Forty miles down the road is Area 51, whose front and back gates are accessed by dirt roads. Both gates have signs: “Warning! No trespassing. Maximum punishment $1,000 fine, six months imprisonment, or both. Strictly enforced. Photography of this area is prohibited.”
On to Rachel, the only town along the Extraterrestrial Highway. Actually, this “town” is inhabited by around 40 people. It does, however, have a café, the Little A’Le’Inn, where you can buy food and souvenirs. Once again, the personnel and any locals who happen to be enjoying the delicious pie while you’re there are happy to talk with you.
From here on it’s open highway all the way north to U.S. Route 6 at Warm Springs. You drive through ranch lands with mountain views and probably won’t meet any other beings except cattle, unless, of course, an alien chooses to grace you with a visit.
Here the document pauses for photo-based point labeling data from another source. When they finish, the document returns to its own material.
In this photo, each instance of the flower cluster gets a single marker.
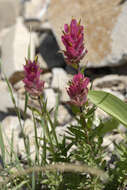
(33, 85)
(78, 90)
(72, 38)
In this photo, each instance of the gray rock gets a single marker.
(15, 48)
(114, 84)
(59, 81)
(36, 9)
(9, 10)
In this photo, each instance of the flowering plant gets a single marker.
(73, 39)
(78, 159)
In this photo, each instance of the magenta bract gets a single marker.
(33, 84)
(73, 39)
(78, 90)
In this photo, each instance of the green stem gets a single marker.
(42, 106)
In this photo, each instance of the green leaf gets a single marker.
(110, 104)
(106, 127)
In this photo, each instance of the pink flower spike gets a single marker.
(73, 40)
(78, 90)
(33, 84)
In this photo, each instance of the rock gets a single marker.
(5, 97)
(15, 49)
(50, 50)
(9, 10)
(114, 84)
(6, 106)
(106, 43)
(36, 9)
(59, 81)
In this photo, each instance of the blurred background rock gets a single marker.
(105, 38)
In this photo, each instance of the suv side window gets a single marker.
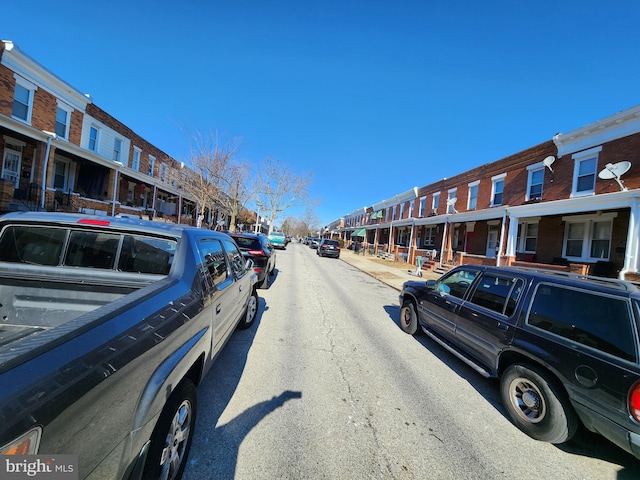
(456, 283)
(235, 258)
(597, 321)
(497, 293)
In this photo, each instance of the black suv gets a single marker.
(258, 248)
(328, 248)
(565, 347)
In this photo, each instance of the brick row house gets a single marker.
(571, 203)
(61, 152)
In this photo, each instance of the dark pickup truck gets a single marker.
(107, 326)
(565, 347)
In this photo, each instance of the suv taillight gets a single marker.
(634, 401)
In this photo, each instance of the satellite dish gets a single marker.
(613, 171)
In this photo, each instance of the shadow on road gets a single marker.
(585, 443)
(214, 452)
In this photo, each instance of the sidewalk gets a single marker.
(393, 274)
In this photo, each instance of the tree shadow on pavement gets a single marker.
(214, 452)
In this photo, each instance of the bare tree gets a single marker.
(278, 189)
(215, 180)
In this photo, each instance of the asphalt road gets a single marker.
(327, 386)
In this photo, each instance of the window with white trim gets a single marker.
(135, 161)
(527, 241)
(588, 238)
(497, 189)
(451, 199)
(60, 174)
(23, 99)
(63, 119)
(117, 150)
(472, 203)
(429, 236)
(94, 138)
(584, 172)
(12, 158)
(534, 183)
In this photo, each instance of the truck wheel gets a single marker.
(171, 439)
(250, 312)
(408, 317)
(537, 405)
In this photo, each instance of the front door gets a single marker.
(492, 241)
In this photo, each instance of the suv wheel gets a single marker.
(537, 405)
(408, 317)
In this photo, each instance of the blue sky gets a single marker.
(370, 97)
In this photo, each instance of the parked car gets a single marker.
(328, 248)
(278, 240)
(108, 326)
(565, 347)
(258, 248)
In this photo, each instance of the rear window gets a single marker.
(45, 245)
(598, 321)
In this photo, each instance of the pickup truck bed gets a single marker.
(107, 326)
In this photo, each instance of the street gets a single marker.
(326, 385)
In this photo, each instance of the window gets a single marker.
(11, 161)
(497, 189)
(429, 236)
(534, 184)
(584, 172)
(435, 202)
(597, 321)
(63, 119)
(135, 162)
(23, 99)
(163, 172)
(451, 200)
(499, 294)
(473, 195)
(527, 237)
(214, 263)
(117, 150)
(93, 138)
(60, 171)
(588, 238)
(456, 283)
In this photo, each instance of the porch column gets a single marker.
(631, 264)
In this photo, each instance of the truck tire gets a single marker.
(537, 405)
(172, 436)
(408, 317)
(250, 312)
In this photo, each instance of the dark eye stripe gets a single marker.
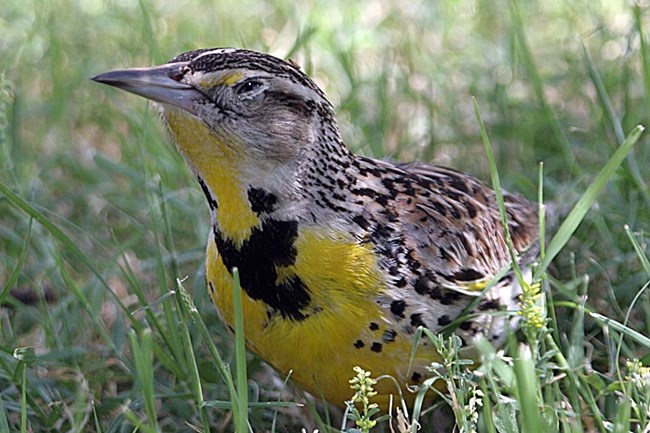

Despite city folks’ ridicule of the Area 51 mystique, this road trip is worth taking. Even if you’re a confirmed disbeliever, the people are real and a nice break from the “normal” rushed, stressed people you meet on a daily basis. Naturally they’re a bit eccentric, but they are true individualists who have made a go of it in one of the nation’s most inhospitable regions. They’re well worth knowing.